DuckDB is so lightweight that it's also great for quick interactive work in Jupyter or IPython.
I also use it to do cross-format joins between Parquet (immutable) and CSV files (mutable) -- DuckDB can load both into the same environment -- which makes it easy to solve different kinds of programming problems. The dynamic stuff goes into the CSV files while the Parquet dataset remains static. For instance, when processing a large Parquet dataset, my code keeps track of groups that I'vee already processed in a CSV file. If the program is interrupted and I need to resume from where I left off, I just do a DuckDB join between Parquet and CSV and exclude already processed groups (particularly when you don't have a group key, and you're grouping by several fields). Yes, you can do all this with Spark too, but the DuckDB code is so much simpler and compact.

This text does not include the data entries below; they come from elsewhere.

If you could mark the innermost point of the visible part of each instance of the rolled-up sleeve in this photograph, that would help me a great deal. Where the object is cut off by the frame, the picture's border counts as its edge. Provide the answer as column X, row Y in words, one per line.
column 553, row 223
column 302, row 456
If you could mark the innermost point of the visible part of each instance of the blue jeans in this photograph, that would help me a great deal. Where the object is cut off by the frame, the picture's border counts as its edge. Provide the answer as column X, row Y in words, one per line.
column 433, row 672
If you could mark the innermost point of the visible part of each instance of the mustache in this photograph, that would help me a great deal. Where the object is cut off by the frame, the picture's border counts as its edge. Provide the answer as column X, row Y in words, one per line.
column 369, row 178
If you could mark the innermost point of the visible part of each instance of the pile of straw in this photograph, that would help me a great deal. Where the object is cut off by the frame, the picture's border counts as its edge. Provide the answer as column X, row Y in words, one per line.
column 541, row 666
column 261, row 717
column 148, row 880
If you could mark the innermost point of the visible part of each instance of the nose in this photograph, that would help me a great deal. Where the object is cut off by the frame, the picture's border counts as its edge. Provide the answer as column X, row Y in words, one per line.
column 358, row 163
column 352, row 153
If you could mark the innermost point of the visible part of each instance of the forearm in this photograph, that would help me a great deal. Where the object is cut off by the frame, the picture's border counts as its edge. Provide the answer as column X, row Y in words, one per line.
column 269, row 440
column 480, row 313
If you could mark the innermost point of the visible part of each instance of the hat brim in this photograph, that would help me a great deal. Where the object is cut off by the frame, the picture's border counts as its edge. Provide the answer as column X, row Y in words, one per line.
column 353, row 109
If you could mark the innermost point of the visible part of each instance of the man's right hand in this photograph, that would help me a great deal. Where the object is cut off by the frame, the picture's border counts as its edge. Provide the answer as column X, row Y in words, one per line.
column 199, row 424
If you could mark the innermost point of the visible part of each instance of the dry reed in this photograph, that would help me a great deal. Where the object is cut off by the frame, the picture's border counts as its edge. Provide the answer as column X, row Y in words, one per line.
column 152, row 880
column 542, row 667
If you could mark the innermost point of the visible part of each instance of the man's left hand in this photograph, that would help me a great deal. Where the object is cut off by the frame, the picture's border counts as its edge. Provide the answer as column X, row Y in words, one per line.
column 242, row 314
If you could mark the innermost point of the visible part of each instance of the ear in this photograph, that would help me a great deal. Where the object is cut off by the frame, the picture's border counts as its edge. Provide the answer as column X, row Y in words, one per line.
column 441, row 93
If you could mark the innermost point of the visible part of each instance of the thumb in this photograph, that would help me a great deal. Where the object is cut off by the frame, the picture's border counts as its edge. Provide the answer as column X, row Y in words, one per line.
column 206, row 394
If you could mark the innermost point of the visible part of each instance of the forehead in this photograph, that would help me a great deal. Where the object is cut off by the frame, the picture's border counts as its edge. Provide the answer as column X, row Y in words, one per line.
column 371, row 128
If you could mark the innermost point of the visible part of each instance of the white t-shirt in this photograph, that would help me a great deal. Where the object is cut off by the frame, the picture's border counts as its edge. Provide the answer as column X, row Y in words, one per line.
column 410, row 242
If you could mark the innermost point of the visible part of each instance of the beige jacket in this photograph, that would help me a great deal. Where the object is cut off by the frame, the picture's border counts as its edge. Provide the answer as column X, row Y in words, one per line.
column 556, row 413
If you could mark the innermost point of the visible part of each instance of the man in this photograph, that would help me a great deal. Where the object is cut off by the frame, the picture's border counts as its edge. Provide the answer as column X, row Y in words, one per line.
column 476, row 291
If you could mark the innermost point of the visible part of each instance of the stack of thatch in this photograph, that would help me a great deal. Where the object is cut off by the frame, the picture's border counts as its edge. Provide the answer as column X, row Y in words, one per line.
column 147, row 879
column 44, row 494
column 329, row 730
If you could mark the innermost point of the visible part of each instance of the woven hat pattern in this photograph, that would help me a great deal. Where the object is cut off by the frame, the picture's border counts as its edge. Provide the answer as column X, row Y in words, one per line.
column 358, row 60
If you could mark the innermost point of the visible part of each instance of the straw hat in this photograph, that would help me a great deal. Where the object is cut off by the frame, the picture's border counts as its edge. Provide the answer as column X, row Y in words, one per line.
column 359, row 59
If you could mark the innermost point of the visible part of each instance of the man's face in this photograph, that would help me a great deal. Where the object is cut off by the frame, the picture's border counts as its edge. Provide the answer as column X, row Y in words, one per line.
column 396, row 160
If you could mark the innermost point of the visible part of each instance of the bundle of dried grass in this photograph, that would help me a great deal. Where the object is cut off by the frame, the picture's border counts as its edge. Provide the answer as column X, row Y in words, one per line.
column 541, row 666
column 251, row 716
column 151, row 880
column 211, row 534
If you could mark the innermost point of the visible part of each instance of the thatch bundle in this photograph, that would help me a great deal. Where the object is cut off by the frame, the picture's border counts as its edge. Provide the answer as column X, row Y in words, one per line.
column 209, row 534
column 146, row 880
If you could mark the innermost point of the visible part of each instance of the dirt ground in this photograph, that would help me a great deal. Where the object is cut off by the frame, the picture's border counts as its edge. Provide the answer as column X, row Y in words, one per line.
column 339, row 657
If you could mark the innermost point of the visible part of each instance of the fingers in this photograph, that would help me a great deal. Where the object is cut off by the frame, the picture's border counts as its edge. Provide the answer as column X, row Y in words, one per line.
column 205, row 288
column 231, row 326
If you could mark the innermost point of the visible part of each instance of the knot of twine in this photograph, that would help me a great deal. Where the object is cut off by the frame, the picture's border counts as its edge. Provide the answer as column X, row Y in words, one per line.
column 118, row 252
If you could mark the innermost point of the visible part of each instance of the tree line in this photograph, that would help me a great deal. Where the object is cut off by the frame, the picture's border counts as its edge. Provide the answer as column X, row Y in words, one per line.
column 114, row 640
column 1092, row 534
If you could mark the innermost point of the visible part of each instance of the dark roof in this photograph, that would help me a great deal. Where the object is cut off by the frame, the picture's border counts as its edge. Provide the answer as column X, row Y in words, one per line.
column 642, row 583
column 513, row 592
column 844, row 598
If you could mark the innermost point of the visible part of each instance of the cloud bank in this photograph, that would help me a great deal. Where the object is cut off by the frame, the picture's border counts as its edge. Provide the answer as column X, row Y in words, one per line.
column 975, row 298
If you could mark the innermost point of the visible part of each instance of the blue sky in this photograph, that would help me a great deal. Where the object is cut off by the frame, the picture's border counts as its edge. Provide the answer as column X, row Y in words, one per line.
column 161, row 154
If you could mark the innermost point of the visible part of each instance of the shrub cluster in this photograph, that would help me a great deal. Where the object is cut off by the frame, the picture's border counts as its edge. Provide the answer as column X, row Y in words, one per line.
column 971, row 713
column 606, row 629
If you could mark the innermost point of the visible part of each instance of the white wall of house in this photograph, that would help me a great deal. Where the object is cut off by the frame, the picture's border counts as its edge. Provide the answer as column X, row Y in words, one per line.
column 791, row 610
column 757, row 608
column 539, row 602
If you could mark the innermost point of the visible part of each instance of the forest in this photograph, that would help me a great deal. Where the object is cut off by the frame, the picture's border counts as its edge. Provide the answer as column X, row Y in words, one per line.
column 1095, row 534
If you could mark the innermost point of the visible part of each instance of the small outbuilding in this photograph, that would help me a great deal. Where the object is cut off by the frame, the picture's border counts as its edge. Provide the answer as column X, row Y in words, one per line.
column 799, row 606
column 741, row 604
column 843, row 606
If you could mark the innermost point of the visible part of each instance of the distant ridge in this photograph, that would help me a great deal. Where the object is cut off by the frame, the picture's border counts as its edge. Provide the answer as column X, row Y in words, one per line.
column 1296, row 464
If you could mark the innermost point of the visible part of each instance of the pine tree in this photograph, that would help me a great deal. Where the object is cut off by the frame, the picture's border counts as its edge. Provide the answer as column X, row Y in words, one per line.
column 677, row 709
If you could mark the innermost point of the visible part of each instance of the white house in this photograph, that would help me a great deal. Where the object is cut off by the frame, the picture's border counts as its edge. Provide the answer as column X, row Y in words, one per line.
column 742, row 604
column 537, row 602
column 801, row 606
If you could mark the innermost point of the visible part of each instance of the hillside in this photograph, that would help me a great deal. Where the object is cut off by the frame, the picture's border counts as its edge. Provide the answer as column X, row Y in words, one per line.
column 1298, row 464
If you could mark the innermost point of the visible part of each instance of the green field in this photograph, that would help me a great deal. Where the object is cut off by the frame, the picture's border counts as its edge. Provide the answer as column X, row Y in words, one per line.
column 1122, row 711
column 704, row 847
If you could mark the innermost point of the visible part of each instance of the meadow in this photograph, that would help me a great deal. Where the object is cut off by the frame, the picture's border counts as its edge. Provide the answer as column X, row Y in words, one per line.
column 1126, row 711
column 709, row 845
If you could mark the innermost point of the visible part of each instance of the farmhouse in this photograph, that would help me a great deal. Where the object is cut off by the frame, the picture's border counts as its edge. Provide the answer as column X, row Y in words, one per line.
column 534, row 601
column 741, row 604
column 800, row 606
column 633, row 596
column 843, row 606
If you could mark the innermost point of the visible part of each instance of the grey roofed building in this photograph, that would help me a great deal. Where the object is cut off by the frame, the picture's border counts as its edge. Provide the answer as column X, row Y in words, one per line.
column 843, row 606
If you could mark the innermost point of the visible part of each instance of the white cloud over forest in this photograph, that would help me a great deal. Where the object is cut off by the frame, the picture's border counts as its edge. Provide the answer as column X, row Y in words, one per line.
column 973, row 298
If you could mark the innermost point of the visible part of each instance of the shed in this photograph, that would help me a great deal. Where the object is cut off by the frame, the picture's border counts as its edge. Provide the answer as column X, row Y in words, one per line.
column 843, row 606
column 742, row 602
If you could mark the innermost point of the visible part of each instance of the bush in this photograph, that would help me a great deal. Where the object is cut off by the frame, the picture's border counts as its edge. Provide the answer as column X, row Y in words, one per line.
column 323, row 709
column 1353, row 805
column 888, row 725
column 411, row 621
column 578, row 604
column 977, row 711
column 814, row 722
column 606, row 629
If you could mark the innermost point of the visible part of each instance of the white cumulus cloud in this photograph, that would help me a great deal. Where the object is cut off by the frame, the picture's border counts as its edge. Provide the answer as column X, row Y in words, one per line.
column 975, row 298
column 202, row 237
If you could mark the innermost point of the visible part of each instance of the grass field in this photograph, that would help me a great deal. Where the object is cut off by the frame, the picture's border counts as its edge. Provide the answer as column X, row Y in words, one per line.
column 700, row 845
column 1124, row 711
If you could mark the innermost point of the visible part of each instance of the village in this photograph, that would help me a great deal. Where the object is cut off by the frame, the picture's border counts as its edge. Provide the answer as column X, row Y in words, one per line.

For large Parquet datasets, I currently roll my own code to chunk them so I can process them out-of-core, but sounds like this latest streaming feature in DuckDB takes care of that detail.
Sure, DuckDB doesn't do distributed compute like Spark, but as a SQL engine for Parquet, I find it's so much more ergonomic than Spark.
DuckDB is often compared to SQLite. But a more apt comparison might be KDB+, a proprietary vector embedded database.
Postgres is a row store engine rather than a column store, so I believe there will need to be quite a lot of translation for Postgres to be able to process parquet data (DuckDB and parquet are both columnar). My hypothesis is that DuckDB would be significantly faster! However, feel free to benchmark things!
We saw speedups (20%+?), but wrong orders of magnitude of perf that we advocate DB vendors to aim for when we do visual analytics integrations. Arrow opens up saturating networks & PCI cards for DB<>GPU, so think going for 10-50GB/s.
So you have a new way to run SQL on Parquet et al through DuckDB -> Arrow -> Parquet. Of course, you still need to watch out for memory usage of your SQL query if it contains JOINs or Window functions because the integration is designed for streaming rows.